For me, August is one of those months with no red letter dates—no big holidays, only a few birthdays, but nothing major to celebrate. That is…until this year. August now has a new meaning…it’s my METAversary. It has been one year since I was diagnosed with metastatic breast cancer. Cheers to one year!

A change in the weather

When I was first diagnosed with metastatic breast cancer (MBC), it felt like there was a dark cloud hanging over my head with lightning waiting to strike. Over the past year, the clouds have brightened, the lightning is off in the distance, and the sun is peeping through the clouds. I’m realistic, knowing that those days won’t last forever, and there will be days with clouds, pop-up showers, wind, and hail. So I am embracing this scary, beautiful life I am living and making my time count.

What a transforming year it has been. The initial disbelief has been replaced with acceptance. Grief for an altered and shortened future has been replaced with gratitude for each day. A feeling of discouragement after my first line of treatment failed has been replaced by optimism with my current treatment. The past year has been a mixture of joy, sorrow, peace, and contentment, reinforcing that I’m not in control—all things happen in God’s perfect time.

A Change in Perspective

In some ways, I have changed my focus from thinking and planning future adventures to living them now. It has been quite a year of bucket list journeys: an Alaskan cruise, hiking to the bottom of the Grand Canyon and back to the summit, biking the Katy Trail, and there are more to come.
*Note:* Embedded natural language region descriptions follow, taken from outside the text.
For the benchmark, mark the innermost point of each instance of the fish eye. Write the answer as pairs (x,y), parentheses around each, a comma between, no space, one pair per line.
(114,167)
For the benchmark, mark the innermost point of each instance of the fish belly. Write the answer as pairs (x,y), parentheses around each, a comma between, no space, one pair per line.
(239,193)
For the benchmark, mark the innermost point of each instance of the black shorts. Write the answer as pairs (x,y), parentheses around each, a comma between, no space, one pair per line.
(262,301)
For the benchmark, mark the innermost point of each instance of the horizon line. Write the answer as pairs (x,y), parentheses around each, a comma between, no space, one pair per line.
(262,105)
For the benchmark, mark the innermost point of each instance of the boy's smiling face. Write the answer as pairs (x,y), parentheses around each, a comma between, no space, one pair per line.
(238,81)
Before my diagnosis, would I have done all these adventures in one year? No, never. I would have said, “I can do that next year.” Now, unsure of what next year will bring, I take advantage of opportunities. I just keep telling myself I’m not ready for my angel wings yet; I still have a lot of living to do.

A Change of Heart

Cancer has changed me. I am kinder and gentler with myself and with others. I know what is important in my life. It’s not things; it’s people, memories, laughter, and love. It’s living in the present but having a goal, a trip, or something waiting on the horizon. It’s going to bed each night with a grateful heart and being blessed to wake up to see a new day.